Prove using the Triangle Inequality

1. Sep 23, 2011

Chinnu

1. The problem statement, all variables and given/known data

Show that:

(|x+y|)/(1+|x+y|) ≤ ((|x|)/(1+|x|)) + ((|y|)/(1+|y|))

2. Relevant equations

You are given the triangle inequality:

|x+y| ≤ |x| + |y|

3. The attempt at a solution

(This is done from the result, as I haven't been able to find the starting point)

(|x+y|)/(1+|x+y|) ≤ (|x|(1+|y|)+|y|(1+|x|))/((1+|x|)(1+|y|))

(|x+y|)/(1+|x+y|) ≤ (|x|+2|x||y|+|y|)/(1+|x|+|y|+|x||y|)

This doesn't seem to go anywhere. I also tried flipping the whole thing to get:

(1+|x+y|)/(|x+y|)≤(1+|x|)/(|x|)+(1+|y|)/(|y|)

but this doesn't seem to lead anywhere either...

2. Sep 23, 2011

spamiam

As a first step, try starting by applying the triangle inequality to the numerator of the left-hand side. Next, what can you say about $1 + |x+y|$ and $1+|x|$? What does this imply about $\frac{1}{1+|x+y|}$ and $\frac{1}{1+|x|}$?

3. Sep 24, 2011

Chinnu

so, since 1+|x+y| $\geq$ 1+|x|,

$\frac{1}{1+|x+y|}$ $\leq$ $\frac{1}{1+|x|}$

Now,

$\frac{|x+y|}{1+|x+y|}$ $\leq$ $\frac{|x|}{1+|x+y|}$ + $\frac{|y|}{1+|x+y|}$

So,

$\frac{|x|}{1+|x+y|}$ + $\frac{|y|}{1+|x+y|}$ $\leq$ $\frac{|x|}{1+|x|}$ + $\frac{|y|}{1+|x+y|}$

Can a similar argument now simply be extended for 1+|y|?

4. Sep 24, 2011

kru_

You're on the right track. Prove the inequality is true for the denominator, then you can easily prove it is true for the numerator.

5. Sep 24, 2011

spamiam

Actually, this isn't true: take x=1 and y=-1 for a counterexample.

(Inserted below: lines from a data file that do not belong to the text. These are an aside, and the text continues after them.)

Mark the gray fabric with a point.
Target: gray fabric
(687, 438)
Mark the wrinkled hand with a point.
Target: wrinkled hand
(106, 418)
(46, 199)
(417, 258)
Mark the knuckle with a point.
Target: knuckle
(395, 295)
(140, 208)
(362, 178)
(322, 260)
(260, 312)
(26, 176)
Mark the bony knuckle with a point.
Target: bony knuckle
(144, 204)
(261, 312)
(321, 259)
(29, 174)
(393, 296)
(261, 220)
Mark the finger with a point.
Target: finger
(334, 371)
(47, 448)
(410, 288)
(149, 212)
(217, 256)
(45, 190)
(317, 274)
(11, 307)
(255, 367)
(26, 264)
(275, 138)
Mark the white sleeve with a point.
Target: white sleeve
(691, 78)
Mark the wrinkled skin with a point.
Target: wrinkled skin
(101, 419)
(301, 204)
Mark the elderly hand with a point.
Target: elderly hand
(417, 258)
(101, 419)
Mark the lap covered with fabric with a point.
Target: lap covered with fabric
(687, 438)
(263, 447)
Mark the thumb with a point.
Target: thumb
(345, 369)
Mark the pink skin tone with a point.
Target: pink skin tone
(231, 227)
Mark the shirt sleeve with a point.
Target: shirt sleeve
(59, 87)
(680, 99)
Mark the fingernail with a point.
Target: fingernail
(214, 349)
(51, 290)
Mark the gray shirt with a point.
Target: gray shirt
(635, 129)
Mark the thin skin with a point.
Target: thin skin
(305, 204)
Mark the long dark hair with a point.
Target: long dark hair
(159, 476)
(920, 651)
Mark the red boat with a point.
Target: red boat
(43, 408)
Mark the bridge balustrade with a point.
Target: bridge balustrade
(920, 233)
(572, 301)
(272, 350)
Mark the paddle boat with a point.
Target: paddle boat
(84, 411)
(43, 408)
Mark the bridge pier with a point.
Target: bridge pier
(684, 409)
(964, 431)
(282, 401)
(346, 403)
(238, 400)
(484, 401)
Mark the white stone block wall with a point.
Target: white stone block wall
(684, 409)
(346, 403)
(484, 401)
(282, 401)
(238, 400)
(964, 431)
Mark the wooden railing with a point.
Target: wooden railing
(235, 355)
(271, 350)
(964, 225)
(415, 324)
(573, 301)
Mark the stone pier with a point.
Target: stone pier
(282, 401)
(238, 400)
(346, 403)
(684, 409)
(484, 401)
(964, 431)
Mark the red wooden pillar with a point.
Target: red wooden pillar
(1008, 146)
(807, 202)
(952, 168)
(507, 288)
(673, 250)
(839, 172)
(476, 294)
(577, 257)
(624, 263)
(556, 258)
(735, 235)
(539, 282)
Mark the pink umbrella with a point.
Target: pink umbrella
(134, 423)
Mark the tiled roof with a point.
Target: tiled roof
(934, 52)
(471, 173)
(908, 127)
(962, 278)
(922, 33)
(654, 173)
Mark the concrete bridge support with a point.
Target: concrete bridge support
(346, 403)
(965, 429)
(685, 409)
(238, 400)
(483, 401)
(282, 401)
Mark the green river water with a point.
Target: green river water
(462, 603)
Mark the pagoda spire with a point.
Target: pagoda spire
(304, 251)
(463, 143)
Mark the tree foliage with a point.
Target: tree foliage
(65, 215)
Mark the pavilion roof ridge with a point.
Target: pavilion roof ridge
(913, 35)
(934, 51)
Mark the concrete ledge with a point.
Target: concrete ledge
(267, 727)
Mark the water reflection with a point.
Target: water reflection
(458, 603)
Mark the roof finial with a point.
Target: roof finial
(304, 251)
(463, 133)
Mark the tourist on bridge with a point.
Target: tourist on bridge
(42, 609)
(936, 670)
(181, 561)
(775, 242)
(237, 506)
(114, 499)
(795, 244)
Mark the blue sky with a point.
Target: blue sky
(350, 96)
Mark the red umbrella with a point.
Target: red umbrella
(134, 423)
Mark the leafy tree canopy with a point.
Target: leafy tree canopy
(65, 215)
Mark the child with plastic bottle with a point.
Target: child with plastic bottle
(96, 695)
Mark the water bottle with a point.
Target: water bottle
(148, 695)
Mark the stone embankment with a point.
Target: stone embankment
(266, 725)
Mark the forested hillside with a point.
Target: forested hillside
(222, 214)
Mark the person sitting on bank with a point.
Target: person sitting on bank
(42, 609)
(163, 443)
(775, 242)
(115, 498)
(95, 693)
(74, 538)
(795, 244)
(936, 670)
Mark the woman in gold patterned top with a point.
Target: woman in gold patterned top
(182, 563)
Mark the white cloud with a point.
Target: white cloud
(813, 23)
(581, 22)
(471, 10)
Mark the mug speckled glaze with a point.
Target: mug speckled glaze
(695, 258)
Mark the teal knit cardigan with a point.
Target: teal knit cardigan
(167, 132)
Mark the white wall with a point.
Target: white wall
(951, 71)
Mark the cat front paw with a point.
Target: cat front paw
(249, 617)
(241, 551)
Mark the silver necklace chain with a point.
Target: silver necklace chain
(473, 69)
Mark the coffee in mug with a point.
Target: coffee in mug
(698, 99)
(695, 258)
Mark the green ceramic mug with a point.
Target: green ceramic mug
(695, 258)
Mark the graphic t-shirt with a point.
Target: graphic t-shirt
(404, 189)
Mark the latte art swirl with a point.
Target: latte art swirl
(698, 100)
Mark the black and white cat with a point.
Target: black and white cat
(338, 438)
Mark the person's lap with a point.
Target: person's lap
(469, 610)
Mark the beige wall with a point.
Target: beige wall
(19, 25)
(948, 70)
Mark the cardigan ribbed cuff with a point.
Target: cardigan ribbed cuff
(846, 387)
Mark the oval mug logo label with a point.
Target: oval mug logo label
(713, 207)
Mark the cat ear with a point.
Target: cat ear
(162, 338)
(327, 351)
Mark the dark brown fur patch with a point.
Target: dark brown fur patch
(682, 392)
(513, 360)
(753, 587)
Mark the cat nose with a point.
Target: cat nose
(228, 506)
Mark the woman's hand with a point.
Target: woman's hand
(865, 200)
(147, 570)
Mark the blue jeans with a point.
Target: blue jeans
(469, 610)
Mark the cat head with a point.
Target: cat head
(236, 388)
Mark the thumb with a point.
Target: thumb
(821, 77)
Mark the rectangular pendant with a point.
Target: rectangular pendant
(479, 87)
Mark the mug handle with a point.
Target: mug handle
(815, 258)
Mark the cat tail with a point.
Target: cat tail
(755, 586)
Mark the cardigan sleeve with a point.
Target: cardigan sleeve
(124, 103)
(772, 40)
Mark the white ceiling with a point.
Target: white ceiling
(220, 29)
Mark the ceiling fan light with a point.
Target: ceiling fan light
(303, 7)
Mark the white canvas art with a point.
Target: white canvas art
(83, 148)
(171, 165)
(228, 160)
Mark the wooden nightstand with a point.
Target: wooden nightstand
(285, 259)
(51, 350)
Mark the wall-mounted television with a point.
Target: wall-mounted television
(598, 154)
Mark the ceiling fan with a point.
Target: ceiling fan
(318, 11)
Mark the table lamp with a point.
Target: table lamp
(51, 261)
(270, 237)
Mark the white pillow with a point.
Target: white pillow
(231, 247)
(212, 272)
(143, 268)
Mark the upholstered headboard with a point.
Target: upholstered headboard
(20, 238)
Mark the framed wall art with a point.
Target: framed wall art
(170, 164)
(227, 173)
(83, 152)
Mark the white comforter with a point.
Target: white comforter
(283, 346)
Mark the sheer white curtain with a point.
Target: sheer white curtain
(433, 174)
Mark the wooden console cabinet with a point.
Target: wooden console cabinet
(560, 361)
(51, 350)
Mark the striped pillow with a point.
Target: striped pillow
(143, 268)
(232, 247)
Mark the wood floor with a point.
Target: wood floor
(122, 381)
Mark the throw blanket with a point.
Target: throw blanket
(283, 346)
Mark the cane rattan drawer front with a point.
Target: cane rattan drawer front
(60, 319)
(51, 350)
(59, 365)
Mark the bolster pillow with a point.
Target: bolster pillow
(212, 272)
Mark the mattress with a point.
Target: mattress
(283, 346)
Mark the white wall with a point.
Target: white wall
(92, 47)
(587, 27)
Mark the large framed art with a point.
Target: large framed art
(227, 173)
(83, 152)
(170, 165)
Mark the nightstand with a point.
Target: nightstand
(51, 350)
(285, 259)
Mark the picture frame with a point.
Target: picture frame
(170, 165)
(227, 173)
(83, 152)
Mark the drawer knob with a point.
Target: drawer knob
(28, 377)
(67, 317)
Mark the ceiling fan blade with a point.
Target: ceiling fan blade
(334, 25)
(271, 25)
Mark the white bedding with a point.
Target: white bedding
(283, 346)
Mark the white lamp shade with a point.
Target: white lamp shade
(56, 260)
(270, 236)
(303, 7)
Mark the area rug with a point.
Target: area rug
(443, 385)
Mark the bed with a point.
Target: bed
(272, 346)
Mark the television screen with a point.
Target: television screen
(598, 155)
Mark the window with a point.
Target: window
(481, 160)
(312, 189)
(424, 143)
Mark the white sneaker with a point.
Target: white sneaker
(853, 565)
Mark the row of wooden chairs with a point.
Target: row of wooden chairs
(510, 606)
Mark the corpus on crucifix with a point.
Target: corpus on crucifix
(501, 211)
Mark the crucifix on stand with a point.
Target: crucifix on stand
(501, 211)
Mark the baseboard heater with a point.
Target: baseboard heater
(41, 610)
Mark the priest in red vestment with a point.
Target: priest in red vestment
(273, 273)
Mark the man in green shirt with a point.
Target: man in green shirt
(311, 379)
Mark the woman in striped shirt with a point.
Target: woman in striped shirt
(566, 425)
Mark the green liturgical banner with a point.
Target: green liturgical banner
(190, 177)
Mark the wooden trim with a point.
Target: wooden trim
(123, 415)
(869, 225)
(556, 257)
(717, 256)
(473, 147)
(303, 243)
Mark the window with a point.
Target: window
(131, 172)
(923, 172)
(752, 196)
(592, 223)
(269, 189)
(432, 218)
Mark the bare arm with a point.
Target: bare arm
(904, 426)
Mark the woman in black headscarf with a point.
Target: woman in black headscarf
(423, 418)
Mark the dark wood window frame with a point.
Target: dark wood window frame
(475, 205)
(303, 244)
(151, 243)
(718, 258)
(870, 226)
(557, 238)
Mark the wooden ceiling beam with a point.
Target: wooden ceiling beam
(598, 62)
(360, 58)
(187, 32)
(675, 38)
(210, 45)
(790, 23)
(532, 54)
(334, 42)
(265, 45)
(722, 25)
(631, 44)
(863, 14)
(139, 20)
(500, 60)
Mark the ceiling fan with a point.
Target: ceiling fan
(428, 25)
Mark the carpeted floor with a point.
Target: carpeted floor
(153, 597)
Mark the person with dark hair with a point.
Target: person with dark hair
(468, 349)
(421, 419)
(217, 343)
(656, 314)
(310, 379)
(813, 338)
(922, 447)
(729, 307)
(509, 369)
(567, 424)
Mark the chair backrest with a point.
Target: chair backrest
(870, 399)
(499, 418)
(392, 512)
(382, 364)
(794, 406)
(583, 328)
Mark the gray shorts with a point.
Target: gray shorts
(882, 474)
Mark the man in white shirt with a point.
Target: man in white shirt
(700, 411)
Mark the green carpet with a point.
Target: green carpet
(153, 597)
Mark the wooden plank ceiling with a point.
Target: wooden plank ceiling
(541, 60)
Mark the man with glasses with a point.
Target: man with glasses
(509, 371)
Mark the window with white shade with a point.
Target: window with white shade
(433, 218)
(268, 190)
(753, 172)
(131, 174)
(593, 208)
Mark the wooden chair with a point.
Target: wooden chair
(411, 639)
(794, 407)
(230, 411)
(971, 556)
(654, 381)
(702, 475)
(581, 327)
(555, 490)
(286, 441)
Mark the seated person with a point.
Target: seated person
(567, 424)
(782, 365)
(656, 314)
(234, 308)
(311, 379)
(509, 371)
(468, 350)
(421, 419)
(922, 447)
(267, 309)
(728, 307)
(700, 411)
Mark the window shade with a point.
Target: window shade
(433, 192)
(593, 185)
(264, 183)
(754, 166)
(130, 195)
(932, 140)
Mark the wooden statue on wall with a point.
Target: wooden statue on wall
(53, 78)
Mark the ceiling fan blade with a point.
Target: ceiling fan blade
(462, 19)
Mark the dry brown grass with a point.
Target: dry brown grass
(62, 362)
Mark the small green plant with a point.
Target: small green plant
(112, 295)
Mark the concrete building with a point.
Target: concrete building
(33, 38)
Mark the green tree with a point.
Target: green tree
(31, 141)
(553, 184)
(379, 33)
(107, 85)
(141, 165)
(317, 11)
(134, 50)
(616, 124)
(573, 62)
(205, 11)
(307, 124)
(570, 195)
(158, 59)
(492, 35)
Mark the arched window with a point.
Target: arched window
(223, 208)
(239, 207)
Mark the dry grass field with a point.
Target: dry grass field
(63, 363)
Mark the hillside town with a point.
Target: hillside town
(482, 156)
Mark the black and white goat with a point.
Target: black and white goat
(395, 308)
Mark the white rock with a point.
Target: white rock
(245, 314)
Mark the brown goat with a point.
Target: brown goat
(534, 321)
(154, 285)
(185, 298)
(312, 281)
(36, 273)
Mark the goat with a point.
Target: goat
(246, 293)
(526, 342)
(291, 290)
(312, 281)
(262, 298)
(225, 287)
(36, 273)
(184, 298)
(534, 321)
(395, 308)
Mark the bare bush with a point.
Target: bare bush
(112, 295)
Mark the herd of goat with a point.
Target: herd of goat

I just noticed a trick that makes this much easier:

$$\frac{a}{1+a} = \frac{1+a-1}{1+a} = \frac{1+a}{1+a} - \frac{1}{1+a} = 1 - \frac{1}{1+a}\; .$$

Try using this trick on the LHS. Then you can use the triangle inequality (which will give you $1+|x+y| \leq 1 + |x| +|y|$) to compare $-\frac{1}{1+|x+y|}$ and $-\frac{1}{1+|x|+|y|}$. Then you can use the first trick backwards, which should lead to the result. And hopefully I haven't made any mistakes with my inequalities!